Wall Street Futures Surge as Global Oil Prices Plunge 6% on Hopes for 15-Point U.S.-Iran Peace Framework

Stock futures rise and oil prices plunge as reports of a 15-point U.S. peace plan for Iran raise hopes for a Middle East ceasefire and lower fuel costs.

By: AXL Media

Published: Mar 25, 2026, 8:38 AM EDT

Source: Information for this report was sourced from AP and The Guardian

Wall Street Futures Surge as Global Oil Prices Plunge 6% on Hopes for 15-Point U.S.-Iran Peace Framework - article image
Wall Street Futures Surge as Global Oil Prices Plunge 6% on Hopes for 15-Point U.S.-Iran Peace Framework - article image

Market Optimism Ignited by Secret Diplomatic Outreach

Global financial markets shifted into a risk-on posture Wednesday following reports that the United States has extended a comprehensive 15-point peace framework to Iran. S&P 500 futures rose by 1% before the opening bell, with Dow Jones and Nasdaq 100 futures following suit with gains of 0.9% and 1.1% respectively. This surge in investor confidence comes after nearly four weeks of intense conflict that has rattled international trade. The proposal, reportedly delivered through intermediaries in Pakistan, has offered a tentative "off-ramp" for the crisis, encouraging traders to pivot away from safe-haven assets and back into equities.

Historic Retreat in Global Energy Benchmarks

The possibility of a diplomatic resolution triggered a sharp sell-off in the energy sector, with Brent crude, the international standard, falling by $6.26 to settle at $93.97 per barrel.

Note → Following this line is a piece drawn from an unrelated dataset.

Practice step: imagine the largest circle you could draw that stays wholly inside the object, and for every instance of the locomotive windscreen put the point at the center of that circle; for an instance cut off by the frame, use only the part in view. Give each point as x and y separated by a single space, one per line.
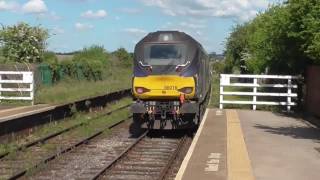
164 54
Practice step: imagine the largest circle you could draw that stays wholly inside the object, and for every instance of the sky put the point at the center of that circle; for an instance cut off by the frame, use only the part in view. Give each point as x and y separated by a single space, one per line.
75 24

U.S. West Texas Intermediate (WTI) also experienced a significant decline, giving back $5.63 to trade at $86.72. These drops represent a 6% retreat from Tuesday’s highs, during which prices had spiked amid continued military hostilities. Market analysts noted that while the ground situation remains fluid, the mere prospect of de-escalation has been enough to deflate the massive risk premium that has characterized the oil market since late February.

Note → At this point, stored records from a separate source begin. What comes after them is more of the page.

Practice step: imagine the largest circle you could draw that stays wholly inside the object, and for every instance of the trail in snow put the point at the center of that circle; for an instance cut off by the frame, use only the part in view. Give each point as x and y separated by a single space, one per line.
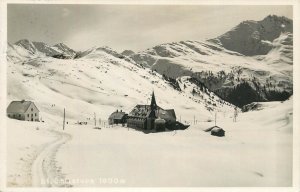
44 171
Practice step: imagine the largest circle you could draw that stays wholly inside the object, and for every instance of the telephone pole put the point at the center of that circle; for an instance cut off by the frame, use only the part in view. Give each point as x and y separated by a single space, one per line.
64 119
95 119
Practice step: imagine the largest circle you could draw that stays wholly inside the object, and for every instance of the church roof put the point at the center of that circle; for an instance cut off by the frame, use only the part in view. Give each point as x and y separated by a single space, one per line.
18 106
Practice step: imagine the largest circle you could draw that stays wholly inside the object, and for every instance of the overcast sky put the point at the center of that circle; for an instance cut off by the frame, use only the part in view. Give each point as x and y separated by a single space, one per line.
134 27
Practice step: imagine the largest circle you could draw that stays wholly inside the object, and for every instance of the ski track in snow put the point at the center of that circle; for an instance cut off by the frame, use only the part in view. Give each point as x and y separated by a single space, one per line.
44 170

Pressure on Major Energy Producers and Refiners

The sudden downward trajectory of oil prices has placed immediate pressure on the world’s largest energy corporations. Shares of ConocoPhillips, ExxonMobil, and Chevron all fell between 1% and 2% in pre-market trading as investors recalculated earnings expectations based on a lower-price environment. This cooling follows a period of record-high fuel costs that had sparked global inflation fears. If the 15-point plan leads to a sustained ceasefire, the energy sector may face further corrections as supply fears ease and the potential for a coordinated release from strategic petroleum reserves gains traction.